Archive for February, 2011

200 Year Old brew found in shipwreck to be brewed again!

Wednesday, February 9th, 2011
Bottles pulled from a shipwreck prove to be the oldest drinkable brew yet found. Scientists are determined to bring it back! The local government of the Aland island chain where the wreck was found has commissioned the scientific study to unpick the beer’s original recipe. Full article.

What beer did the President serve at his Super Bowl Party? Homebrew.

Tuesday, February 8th, 2011
Along with several other microbrews, President Obama had the White House brew up a honey ale for the festivities brewed with honey collected from the White House bees (I didn’t know they had bees either. Does that make them The First Bees?). Truman put in a bowling alley, Obama serves homebrew. It seems a natural progression. Read more about the Presidential brew here.

Letters to a Young Brewer – Happy Accidents

Monday, February 7th, 2011

Rarely does a brew day go by with out something going wrong. Normally it’s small things that don’t make a difference such as misplacing a second thermometer or forgetting to retrieve a piece of gear from the closet. Other times it’s a real screw-up. New brewers can easily become discouraged by missing a particular temperature or not hitting their gravities, but as you move along in your experience, you find that these errors can increase your brewing knowledge as much as reading any brewing book or blog.

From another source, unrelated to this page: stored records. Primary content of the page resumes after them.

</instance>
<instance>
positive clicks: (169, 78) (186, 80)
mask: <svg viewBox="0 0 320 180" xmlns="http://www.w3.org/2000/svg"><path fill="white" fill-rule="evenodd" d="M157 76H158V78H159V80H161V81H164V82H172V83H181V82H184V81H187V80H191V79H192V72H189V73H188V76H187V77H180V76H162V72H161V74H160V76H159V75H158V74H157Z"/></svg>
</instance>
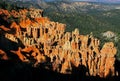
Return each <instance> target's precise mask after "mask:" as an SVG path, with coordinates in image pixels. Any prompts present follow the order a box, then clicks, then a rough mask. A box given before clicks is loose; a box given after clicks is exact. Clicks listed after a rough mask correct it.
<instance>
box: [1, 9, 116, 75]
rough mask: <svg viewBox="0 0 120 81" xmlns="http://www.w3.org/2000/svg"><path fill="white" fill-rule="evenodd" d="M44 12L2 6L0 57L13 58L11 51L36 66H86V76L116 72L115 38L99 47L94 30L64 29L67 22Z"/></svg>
mask: <svg viewBox="0 0 120 81" xmlns="http://www.w3.org/2000/svg"><path fill="white" fill-rule="evenodd" d="M42 12H43V11H42V10H40V9H28V10H27V9H24V10H18V11H15V10H11V11H7V10H3V9H0V59H2V60H11V59H13V58H12V57H10V55H9V54H11V55H16V56H18V58H19V60H20V61H22V62H27V63H32V65H33V67H39V65H40V64H44V68H46V69H49V70H53V71H56V72H59V73H63V74H71V73H72V70H73V67H81V66H84V67H85V68H86V72H85V74H86V75H87V76H97V75H98V76H100V77H107V76H115V74H116V72H115V67H114V64H115V55H116V52H117V49H116V48H115V46H114V44H113V43H112V42H107V43H105V44H104V45H103V47H100V40H98V39H97V38H94V37H93V36H92V34H91V35H80V34H79V30H78V29H75V30H74V31H72V32H65V28H66V25H65V24H62V23H58V22H53V21H50V20H49V19H48V18H46V17H43V16H42ZM11 17H12V18H14V19H18V20H17V21H14V20H12V19H10V18H11ZM6 23H7V24H8V25H7V26H6V25H5V24H6ZM4 44H5V45H6V46H4Z"/></svg>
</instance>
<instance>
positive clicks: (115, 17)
mask: <svg viewBox="0 0 120 81" xmlns="http://www.w3.org/2000/svg"><path fill="white" fill-rule="evenodd" d="M119 14H120V10H115V9H114V10H109V11H102V12H98V11H96V10H93V11H89V12H87V13H77V12H75V13H64V12H60V11H57V12H54V11H50V12H49V13H48V12H47V11H45V12H44V15H45V16H48V17H49V18H50V19H51V20H52V21H56V22H61V23H65V24H66V25H67V28H66V31H73V30H74V29H75V28H79V30H80V34H90V32H93V34H94V36H95V37H97V38H98V39H100V41H101V47H102V45H103V44H104V43H105V42H109V41H113V42H114V43H115V46H116V47H117V49H118V52H117V58H118V59H120V33H119V32H120V23H119V21H120V15H119ZM105 31H112V32H114V33H118V35H117V37H118V38H117V41H115V40H112V39H105V38H104V37H102V36H101V33H103V32H105Z"/></svg>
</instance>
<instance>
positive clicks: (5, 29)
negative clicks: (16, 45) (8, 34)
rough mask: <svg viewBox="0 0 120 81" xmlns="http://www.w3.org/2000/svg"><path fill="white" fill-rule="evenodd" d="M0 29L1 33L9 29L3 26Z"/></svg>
mask: <svg viewBox="0 0 120 81" xmlns="http://www.w3.org/2000/svg"><path fill="white" fill-rule="evenodd" d="M0 29H2V30H3V31H10V29H9V28H7V27H5V26H3V25H2V26H0Z"/></svg>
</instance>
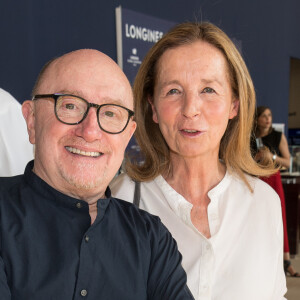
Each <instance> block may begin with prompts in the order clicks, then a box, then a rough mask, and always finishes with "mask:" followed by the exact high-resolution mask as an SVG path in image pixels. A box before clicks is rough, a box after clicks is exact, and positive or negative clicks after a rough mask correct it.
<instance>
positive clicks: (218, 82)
mask: <svg viewBox="0 0 300 300" xmlns="http://www.w3.org/2000/svg"><path fill="white" fill-rule="evenodd" d="M201 81H202V82H203V83H205V84H210V83H214V82H216V83H217V84H219V85H220V86H223V84H224V83H223V82H222V81H220V80H218V79H217V78H211V79H201Z"/></svg>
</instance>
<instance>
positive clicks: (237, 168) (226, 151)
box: [126, 22, 273, 187]
mask: <svg viewBox="0 0 300 300" xmlns="http://www.w3.org/2000/svg"><path fill="white" fill-rule="evenodd" d="M197 41H205V42H207V43H209V44H211V45H213V46H214V47H216V48H217V49H219V50H220V51H221V52H222V53H223V54H224V57H225V59H226V61H227V64H228V73H229V80H230V84H231V87H232V92H233V97H234V98H235V99H239V103H240V104H239V112H238V115H237V116H236V117H235V118H233V119H232V120H229V123H228V126H227V129H226V131H225V133H224V136H223V137H222V140H221V144H220V150H219V158H220V159H222V160H223V161H224V162H225V164H226V167H227V169H228V170H229V171H234V172H236V173H237V174H238V175H239V176H240V177H241V178H242V179H243V180H244V181H245V182H246V184H247V185H248V186H249V184H248V182H247V180H246V177H245V175H244V173H247V174H250V175H255V176H265V175H269V174H271V173H273V171H272V169H271V168H270V166H264V167H262V166H258V165H257V163H256V162H255V161H254V160H253V158H252V156H251V151H250V135H251V130H252V123H253V117H254V111H255V91H254V86H253V83H252V80H251V77H250V74H249V72H248V69H247V67H246V64H245V62H244V60H243V58H242V57H241V55H240V53H239V51H238V50H237V48H236V47H235V45H234V44H233V42H232V41H231V40H230V39H229V37H228V36H227V35H226V34H225V33H224V32H223V31H222V30H221V29H220V28H218V27H217V26H215V25H213V24H211V23H193V22H187V23H182V24H179V25H177V26H175V27H174V28H172V29H171V30H170V31H169V32H168V33H167V34H166V35H164V36H163V37H162V39H161V40H159V41H158V42H157V43H156V44H155V45H154V46H153V47H152V48H151V49H150V51H149V52H148V53H147V55H146V57H145V58H144V60H143V62H142V64H141V66H140V68H139V71H138V73H137V76H136V78H135V82H134V87H133V92H134V99H135V116H136V122H137V130H136V134H135V137H136V140H137V142H138V144H139V146H140V148H141V151H142V153H143V155H144V162H143V163H142V164H138V163H136V162H134V161H130V160H129V161H128V162H127V165H126V171H127V173H128V175H129V176H130V177H131V178H132V179H134V180H137V181H148V180H152V179H154V178H155V177H156V176H158V175H159V174H164V173H165V172H168V171H169V170H170V168H171V162H170V152H169V147H168V145H167V143H166V141H165V139H164V137H163V136H162V134H161V132H160V129H159V126H158V124H156V123H154V122H153V120H152V109H151V105H150V104H149V101H148V99H149V98H150V99H151V98H152V97H153V93H154V87H155V84H156V80H157V69H158V64H159V59H160V57H161V56H162V54H163V53H164V52H165V51H166V50H168V49H171V48H176V47H179V46H183V45H188V44H192V43H194V42H197ZM249 187H250V186H249Z"/></svg>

Last weekend I brewed a Caskadian Dark Ale. Since it has been several weeks since my last brew season, I figured I was going to have some rusty moments and I was not disappointed. I gathered my equipment and sanitized my gear, but as I began to collect my grain I realized that I was short 1.3 lbs of Munich malt. Considering there are only 3 specialty malts in the bill, this was going to be a problem. Munich adds a mildly sweet, malty characteristic that I use for base malt notes. Since I did have 0.7 lbs of Munich I decided to augment that with Victoy malt to make up the difference. Victory is a dryer, more nutty/biscuit flavor malt, but I thought that may add some interesting character to a roasty, big hop forward beer like this one. After tasting the wort, I think this may become a permanent change to the recipe.

The second, and far bigger problem came toward the end of my brew session. It turned out that I was not going to have enough time to do a proper wort chilling before I had to leave the house, so I decided to take a chance. I transferred the wort directly to the fermenters, then put them into my fermentation fridge and dropped the temp to 40 degrees. Upon returning 4 hours later, the fermenters were both hovering around 75 degrees. I reset the temp control to 66 degrees and pitched the yeast. Obviously, this was far from ideal, but the fermentation kicked in and is going strong. I wont know what will come of this batch for at least 4 weeks. I could have some lingering DMS flavors due to the slow cool-down, but I’m betting at it doesn’t throw it off too badly. In fact, each time something like this has happened and you read the “boogieman report” of worst case scenarios, you find that they seldom come to fruition. Some of this has to do with the size of the batch. Much of the worst case concerns come from information gathered from large scale brewing operations. These sorts of flaws don’t seem to scale down to the home brewer level with the same detectible results in the finished beer.

So what to make of this? While maintaining strict sanitation practices and being careful to keep bugs out of the wort is still essential for making great beer, overly fretting about brewing hazards and hitting exact numbers should be downplayed. I definitely keep notes on these discrepancies and missteps, they may point to practices you may want to change in future brew sessions, but sometimes they lead you on a road to a new bit of brewing technique or knowledge you may not have come to by other means. So don’t panic, keep notes and share your experience with other brewers. You may just find a technique that sets you apart!